30g/m" Ni-Zn1i alloy plated steel sheets are often used and exhibit good performance overall. However, although the underlying Ni-Zn plating layer has excellent corrosion resistance, it has poor sacrificial corrosion protection. Therefore, the corrosion resistance at the end face is poor.This drawback can be improved by increasing the coating amount, but the cost will increase.Also, in order to improve the corrosion resistance at the end face, sacrificial coating is applied to the base metal plated steel sheet. It is conceivable to use alloyed hot-dip galvanized steel sheets, which have anti-corrosion properties and are relatively inexpensive, but it is also possible to use an alloyed hot-dip galvanized steel sheet, which has anti-corrosion properties and is relatively inexpensive. The reality is that corrosion resistance cannot be obtained.
このようにめっき層の厚目付化および有機複合被覆鋼板
化は、耐食性の改善にそれなりに効果があるものの、端
面の犠牲防食能、成形性等を含めた総合的な面からみて
十分満足できる対策とは言い難い。In this way, increasing the thickness of the plating layer and using organic composite coated steel sheets are effective to some extent in improving corrosion resistance, but these measures are sufficiently satisfactory from a comprehensive standpoint, including sacrificial corrosion protection ability of the end face, formability, etc. It's hard to say.
(発明が解決しようとする諜B)
本発明の課題は、上記しためっき皮膜の厚目付化および
有機複合被覆鋼板化における問題点を解消し、高耐食性
を有し且つ経済性に優れた表面処理鋼板を提供すること
にある。

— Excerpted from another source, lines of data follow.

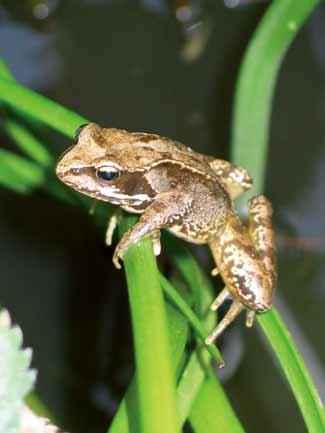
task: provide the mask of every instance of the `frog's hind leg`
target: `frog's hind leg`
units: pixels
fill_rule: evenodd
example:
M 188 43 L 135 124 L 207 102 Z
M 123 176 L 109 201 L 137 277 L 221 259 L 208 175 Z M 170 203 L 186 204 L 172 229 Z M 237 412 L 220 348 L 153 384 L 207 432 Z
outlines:
M 264 195 L 258 195 L 249 201 L 248 209 L 249 235 L 274 287 L 277 280 L 277 272 L 275 237 L 271 221 L 273 214 L 272 205 Z
M 207 344 L 215 340 L 243 309 L 247 310 L 246 326 L 251 327 L 256 311 L 263 312 L 271 308 L 276 285 L 271 217 L 272 206 L 266 197 L 254 197 L 249 202 L 248 228 L 234 214 L 222 239 L 209 243 L 215 263 L 228 285 L 213 302 L 211 309 L 217 310 L 229 294 L 234 301 L 226 316 L 208 336 Z

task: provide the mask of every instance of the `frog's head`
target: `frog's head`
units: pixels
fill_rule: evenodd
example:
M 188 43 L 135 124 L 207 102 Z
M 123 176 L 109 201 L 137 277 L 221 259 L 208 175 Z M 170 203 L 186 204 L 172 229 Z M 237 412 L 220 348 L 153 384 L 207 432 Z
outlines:
M 69 148 L 56 166 L 56 174 L 73 189 L 131 210 L 147 207 L 155 196 L 139 165 L 130 165 L 126 154 L 136 156 L 132 134 L 119 129 L 104 129 L 90 123 L 81 125 L 76 144 Z M 128 147 L 131 147 L 132 152 Z

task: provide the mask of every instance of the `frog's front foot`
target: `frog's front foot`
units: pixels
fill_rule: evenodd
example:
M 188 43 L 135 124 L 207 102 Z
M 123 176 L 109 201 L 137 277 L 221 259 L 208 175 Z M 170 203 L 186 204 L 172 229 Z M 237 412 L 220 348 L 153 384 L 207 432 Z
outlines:
M 117 247 L 115 248 L 112 260 L 113 260 L 114 266 L 117 269 L 121 269 L 122 268 L 120 260 L 123 260 L 123 256 L 119 253 Z
M 225 287 L 212 303 L 210 307 L 211 310 L 216 311 L 220 307 L 220 305 L 223 304 L 223 302 L 226 299 L 228 299 L 230 296 L 231 295 L 229 290 L 227 289 L 227 287 Z M 220 334 L 223 333 L 223 331 L 236 319 L 236 317 L 245 308 L 246 308 L 246 326 L 248 328 L 251 328 L 254 324 L 255 311 L 248 309 L 240 301 L 234 300 L 225 317 L 221 320 L 218 326 L 211 332 L 211 334 L 206 338 L 205 340 L 206 344 L 213 343 L 213 341 L 215 341 L 220 336 Z
M 161 253 L 161 243 L 160 243 L 160 230 L 155 230 L 150 235 L 152 241 L 153 253 L 155 256 L 159 256 Z

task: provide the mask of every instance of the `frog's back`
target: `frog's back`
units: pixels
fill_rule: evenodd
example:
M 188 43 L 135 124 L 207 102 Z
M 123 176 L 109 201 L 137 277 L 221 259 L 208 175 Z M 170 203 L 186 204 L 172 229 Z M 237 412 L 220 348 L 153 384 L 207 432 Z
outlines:
M 110 146 L 108 141 L 107 150 L 109 153 L 114 152 L 120 155 L 120 158 L 123 159 L 123 165 L 127 165 L 130 170 L 138 167 L 146 169 L 156 164 L 171 161 L 193 171 L 204 173 L 208 171 L 212 177 L 215 176 L 210 166 L 214 158 L 195 152 L 182 143 L 156 134 L 115 131 L 117 134 L 112 131 L 115 136 L 114 143 Z

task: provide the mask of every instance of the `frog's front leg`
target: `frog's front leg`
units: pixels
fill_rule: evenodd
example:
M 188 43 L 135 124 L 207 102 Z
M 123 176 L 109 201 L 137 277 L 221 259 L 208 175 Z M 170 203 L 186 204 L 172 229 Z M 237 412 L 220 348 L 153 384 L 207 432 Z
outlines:
M 230 197 L 233 200 L 252 187 L 252 178 L 245 168 L 223 159 L 215 159 L 210 165 L 226 184 Z
M 173 191 L 162 193 L 141 215 L 139 221 L 122 237 L 113 255 L 114 265 L 120 269 L 128 248 L 145 236 L 153 238 L 155 254 L 160 252 L 159 234 L 163 227 L 171 227 L 190 211 L 192 199 L 184 193 Z
M 218 309 L 230 295 L 234 301 L 208 336 L 207 344 L 212 343 L 244 308 L 249 327 L 253 325 L 256 311 L 271 308 L 277 278 L 271 217 L 272 206 L 266 197 L 254 197 L 249 202 L 248 228 L 233 214 L 221 239 L 209 244 L 226 284 L 211 308 Z

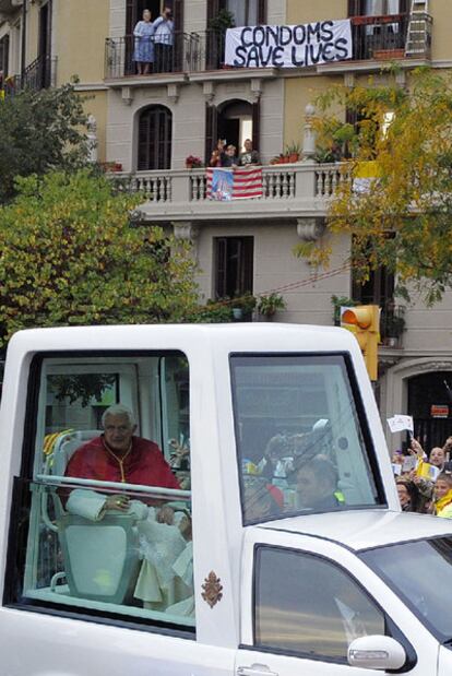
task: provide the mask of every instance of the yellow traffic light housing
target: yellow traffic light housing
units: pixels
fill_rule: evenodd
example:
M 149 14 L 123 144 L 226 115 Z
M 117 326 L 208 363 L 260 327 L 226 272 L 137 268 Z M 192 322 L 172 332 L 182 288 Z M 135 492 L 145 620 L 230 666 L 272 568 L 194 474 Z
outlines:
M 370 380 L 378 378 L 378 343 L 380 340 L 380 308 L 378 305 L 358 305 L 346 308 L 341 325 L 348 329 L 358 341 Z

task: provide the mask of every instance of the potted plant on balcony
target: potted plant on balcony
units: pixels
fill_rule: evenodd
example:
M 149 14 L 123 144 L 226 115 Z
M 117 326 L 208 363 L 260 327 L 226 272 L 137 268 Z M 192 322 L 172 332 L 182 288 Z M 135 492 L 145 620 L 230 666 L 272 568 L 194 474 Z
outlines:
M 278 310 L 286 309 L 286 301 L 279 294 L 261 296 L 258 301 L 258 312 L 267 321 L 271 321 Z
M 195 155 L 189 155 L 188 157 L 186 157 L 186 167 L 187 169 L 198 169 L 199 167 L 202 167 L 201 157 L 195 157 Z
M 333 321 L 335 327 L 341 325 L 341 308 L 354 308 L 358 305 L 357 300 L 348 298 L 347 296 L 331 296 L 331 304 L 333 306 Z
M 289 163 L 298 162 L 300 158 L 301 147 L 299 143 L 295 143 L 294 141 L 286 146 L 286 156 L 288 156 Z

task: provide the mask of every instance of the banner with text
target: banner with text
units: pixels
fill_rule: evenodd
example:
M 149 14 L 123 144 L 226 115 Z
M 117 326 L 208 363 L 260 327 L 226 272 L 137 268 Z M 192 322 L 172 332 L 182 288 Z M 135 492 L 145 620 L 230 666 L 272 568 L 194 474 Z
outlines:
M 304 68 L 352 56 L 349 19 L 295 26 L 242 26 L 226 32 L 227 66 Z

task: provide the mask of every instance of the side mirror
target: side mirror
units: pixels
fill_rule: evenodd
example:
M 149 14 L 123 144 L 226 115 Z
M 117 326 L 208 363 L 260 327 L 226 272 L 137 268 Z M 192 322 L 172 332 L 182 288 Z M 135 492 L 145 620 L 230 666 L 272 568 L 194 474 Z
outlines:
M 406 662 L 405 649 L 389 636 L 364 636 L 348 645 L 348 664 L 361 669 L 400 669 Z

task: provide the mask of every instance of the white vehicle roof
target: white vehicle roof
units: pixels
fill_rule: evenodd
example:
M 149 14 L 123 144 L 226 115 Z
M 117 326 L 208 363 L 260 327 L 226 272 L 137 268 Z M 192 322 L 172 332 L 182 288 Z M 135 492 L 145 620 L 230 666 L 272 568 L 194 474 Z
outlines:
M 402 542 L 452 537 L 452 521 L 389 510 L 344 511 L 282 519 L 259 527 L 311 535 L 359 552 Z
M 124 342 L 127 339 L 127 342 Z M 298 352 L 349 351 L 359 348 L 353 335 L 335 327 L 283 324 L 273 322 L 237 324 L 123 324 L 115 327 L 70 327 L 29 329 L 17 332 L 11 349 L 118 349 L 150 347 L 150 341 L 166 343 L 168 349 L 212 341 L 230 349 L 290 349 Z M 154 345 L 151 345 L 153 347 Z

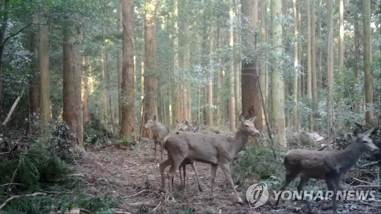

(Intelligence B to be Solved by the Invention) The object of the present invention is to solve the above-mentioned problems in thickening the plating film and producing organic composite coated steel sheets, and to provide a surface treatment with high corrosion resistance and excellent economic efficiency. Our goal is to provide steel plates.
(課題を解決するための手段)
前掲の合金化溶融亜鉛めっき鋼板は安価であり且つ犠牲
防食能を有し、そのため、これを母材として有機複合被
覆鋼板化しても端面の耐食性を確保することができる。(Means for solving the problem) The above-mentioned alloyed hot-dip galvanized steel sheet is inexpensive and has sacrificial anticorrosion ability, so even if it is made into an organic composite coated steel sheet using this as a base material, the corrosion resistance of the end face can be ensured. I can do it.
しかし、Ni −Zn電気合金めっき鋼板を母材とする
有機複合被覆鋼板と較べれば耐食性に劣る。ところが、
本発明者らはこの合金化溶融亜鉛めっき鋼板の皮膜組成
に改良を加えることで耐食性が向上することを見出した
。However, it is inferior in corrosion resistance when compared to an organic composite coated steel sheet whose base material is a Ni-Zn electroalloy plated steel sheet. However,
The present inventors have discovered that corrosion resistance can be improved by improving the coating composition of this alloyed hot-dip galvanized steel sheet.
即ち、本発明者らは皮膜中にMgを添加し、さらにCu
又はCoの1種以上を添加すると、これらの相乗効果に
よって耐食性が著しく向上すること、およびこの合金化
溶融亜鉛めっき鋼板を母材にして有機複合被覆鋼板化す
ると更に耐食性が向上することを見出したのである。That is, the present inventors added Mg to the film and further added Cu.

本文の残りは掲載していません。